Book Report: King Solomon’s Mines by Rider Haggard (1885, 1961)

Book coverI picked up this book, another Berryville score, simply because it was not a Robert E. Howard or Conan book. I’ve passed over Haggard’s She on a couple of occasions–it’s on the book shelves in the hall, which I have looked through when looking for something to read from time to time, but never seemed the right moment for it. This title, on the other hand, shares the title with one of the two Richard Chamberlain Allan Quatermain movies from the 1980s–which was on Showtime, so I saw it a bunch. So I picked it up first amongst the Haggard books. The two I have. As it turns out, this is the first Quatermain book and the book Haggard published before She, so I accidentally got the order right.

So: A British nobleman and a retired Navy captain engage Allan Quatermain, an old elephant hunter, to take them into uncharted Africa in search of the nobleman’s brother who sought to find the legendary mines of King Solomon. Quatermain comes up with a map from an explorer from several hundred years ago purportedly showing the way, and they take off, doing a little hunting along the way. They encounter difficulties crossing a desert and then the mountains, but they find Wakanda Kukuanaland, a hidden tribe in a fertile valley surrounded by mountains. It is ruled by a brutal warlord who deposed his own brother and who follows the advice of an ancient witch who encourages him to conduct annual purges of tribesmen to keep himself in power. Quatermain and party convince the natives that they’re from the stars, but when the warlord starts to doubt, the group helps the most noble of their porters, Umbopa, the son of the deposed king, to lead a rebellion. After which they are shown the mines by the witch, who dies trying to trap the men in the mines. They escape with but a couple pockets’ full of stones but with their lives, and they find the nobleman’s brother at an oasis on the way back to civilization.

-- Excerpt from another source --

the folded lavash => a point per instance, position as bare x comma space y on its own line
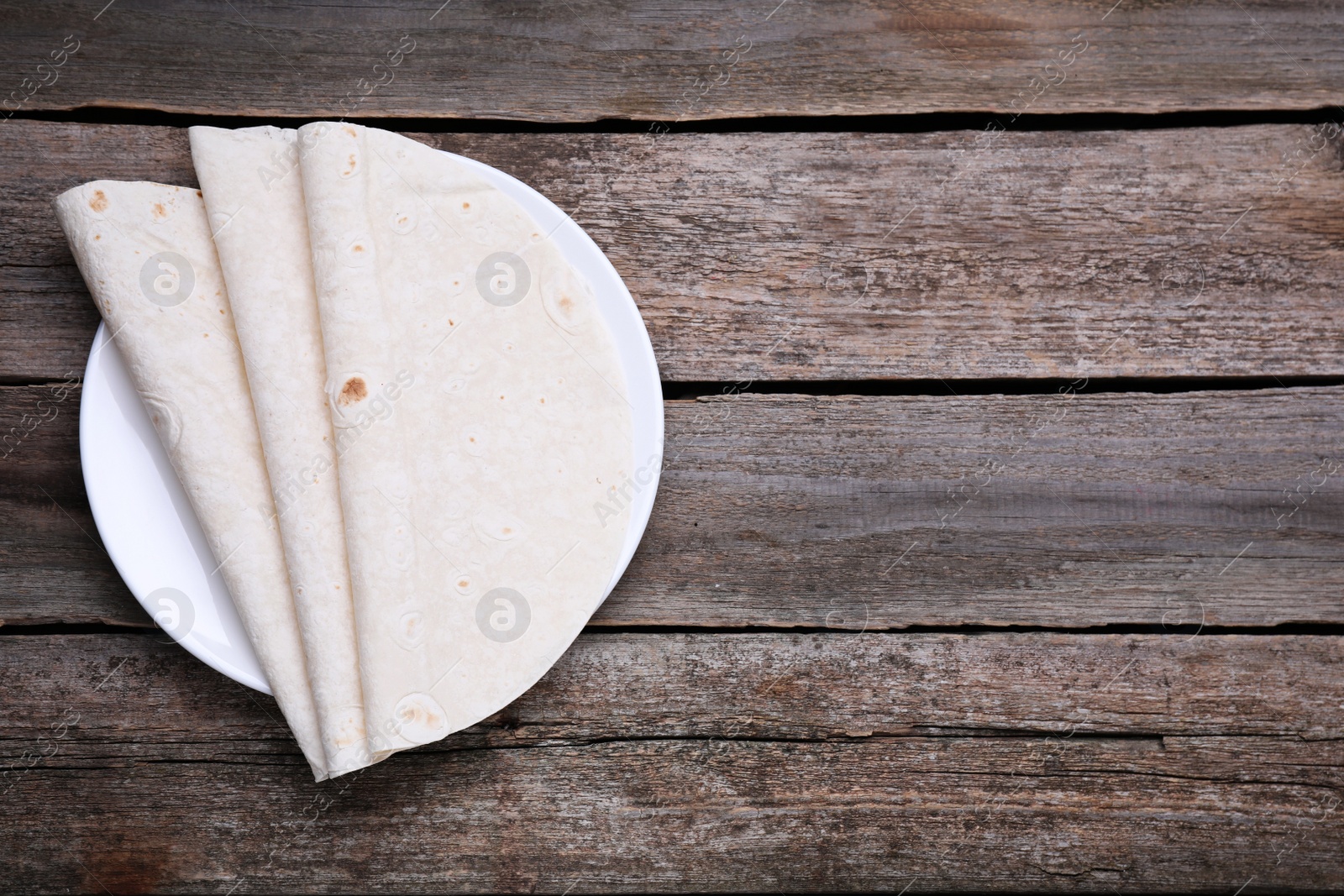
255, 199
483, 422
147, 255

So the film, which I saw over and over, differs greatly from the book as it was recast/recut into an Indiana Jones-style adventure (so common in the 1980s) with a female love interest and whatnot. Still, it made me want to watch the films again.

I was going to call this book a cross between Rudyard Kipling and Edgar Rice Burroughs, but that’s a bit dismissive. The book is credited with being the first of the “lost world” (not “hollow world”) genre, which means it spawned the whole type of adventure story that would influence Robert E. Howard and generations of pulp writers. And Rider Haggard and Rudyard Kipling were life-long friends.

The book might get knocked for its colonialism and portrayal of African natives by facile interpreters hungry for an A or tenure, but it, like so many works, provides a fairly balanced view of Africans as human with a variety of virtues and vices, but that they did not have the Gatling gun and organization that set the West apart at the time. It’s a shame that the work gets dismissed for academic clout and huzzahs. This is a Penguin edition, though, which meant that at least as late as the 1950s it was studied in school.

It reads like a piece of the time; the writing is vivid and has a great deal of depth, but it’s a little slower than pure pulp. Still, it’s not especially archaic, and it should be accessible to any literate person of our time.

So maybe I will get to She sooner rather than later, but I do have a lot of more pulpy works from Berryville which I will likely get to first especially as they have remained together instead of being scattered amongst the Nogglestead stacks.